Waking up in the middle of the night is fairly likely to be connected to your blood sugar suddenly dropping either too quickly or just generally getting a bit too low. Either of those is fairly likely for a Type 2 diabetic - the first one is because your body keeps producing insulin to deal with the spike (if not hyper) following dinner and it keeps accumulating and takes a while for the body to stop once the BS gets into normal range, which produces a sharp drop that causes the body to "panic" (and the subsequent response is what wakes you up). It can even cause a short hypo (even though by the time it wakes you up and you check your BS, you might be back to non-hypo levels as if nothing happened - these are the worst).
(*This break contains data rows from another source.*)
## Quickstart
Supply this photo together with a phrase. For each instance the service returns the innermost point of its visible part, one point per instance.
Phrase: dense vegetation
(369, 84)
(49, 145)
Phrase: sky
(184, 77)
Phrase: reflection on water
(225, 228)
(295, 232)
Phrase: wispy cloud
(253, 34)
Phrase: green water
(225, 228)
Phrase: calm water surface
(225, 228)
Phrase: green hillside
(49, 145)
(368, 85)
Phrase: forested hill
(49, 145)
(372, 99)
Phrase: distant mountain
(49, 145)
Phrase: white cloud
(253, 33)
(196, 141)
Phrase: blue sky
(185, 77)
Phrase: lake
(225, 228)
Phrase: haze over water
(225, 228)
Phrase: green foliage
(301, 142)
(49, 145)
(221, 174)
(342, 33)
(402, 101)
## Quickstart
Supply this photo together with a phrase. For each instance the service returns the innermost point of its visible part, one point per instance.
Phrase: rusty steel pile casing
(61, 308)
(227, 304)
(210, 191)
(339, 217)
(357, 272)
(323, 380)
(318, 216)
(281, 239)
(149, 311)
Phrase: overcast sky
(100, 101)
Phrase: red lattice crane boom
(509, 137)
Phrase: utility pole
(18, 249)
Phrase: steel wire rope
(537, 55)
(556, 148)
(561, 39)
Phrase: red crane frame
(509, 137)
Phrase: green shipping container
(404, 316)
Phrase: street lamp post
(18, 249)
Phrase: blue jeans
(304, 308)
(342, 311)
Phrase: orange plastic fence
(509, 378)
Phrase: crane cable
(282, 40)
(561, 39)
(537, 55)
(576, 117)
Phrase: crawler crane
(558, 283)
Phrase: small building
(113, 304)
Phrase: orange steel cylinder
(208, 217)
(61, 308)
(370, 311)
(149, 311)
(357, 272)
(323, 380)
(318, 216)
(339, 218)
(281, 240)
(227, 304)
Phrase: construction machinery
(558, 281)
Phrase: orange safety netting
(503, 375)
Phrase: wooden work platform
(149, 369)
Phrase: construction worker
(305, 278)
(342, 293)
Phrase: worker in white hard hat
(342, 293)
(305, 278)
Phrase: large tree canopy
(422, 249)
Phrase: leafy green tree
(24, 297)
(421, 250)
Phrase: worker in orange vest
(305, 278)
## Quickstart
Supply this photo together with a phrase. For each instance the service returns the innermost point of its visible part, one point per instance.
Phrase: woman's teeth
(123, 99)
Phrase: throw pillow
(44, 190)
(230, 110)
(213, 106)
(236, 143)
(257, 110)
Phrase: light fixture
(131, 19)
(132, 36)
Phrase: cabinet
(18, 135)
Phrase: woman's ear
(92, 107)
And as mentioned, even if the above didn't happen, you can simply be getting a bit too low during the night if you didn't eat too much or you last ate long(ish) before going to bed, especially if you're on a medication that promotes insulin production.
In the first case, adjusting how much you eat before bed and what you eat exactly (preferably something that doesn't spike you too much and helps "mellowing out" the BS spike) should help. In the second case, eating a snack just before bed could help as well - just don't eat a lot, it should just be a snack, not a full meal, and have something that's mostly protein and/or fat to not cause a spike instead, the goal is to flatten your BS for the duration of the night as much as possible.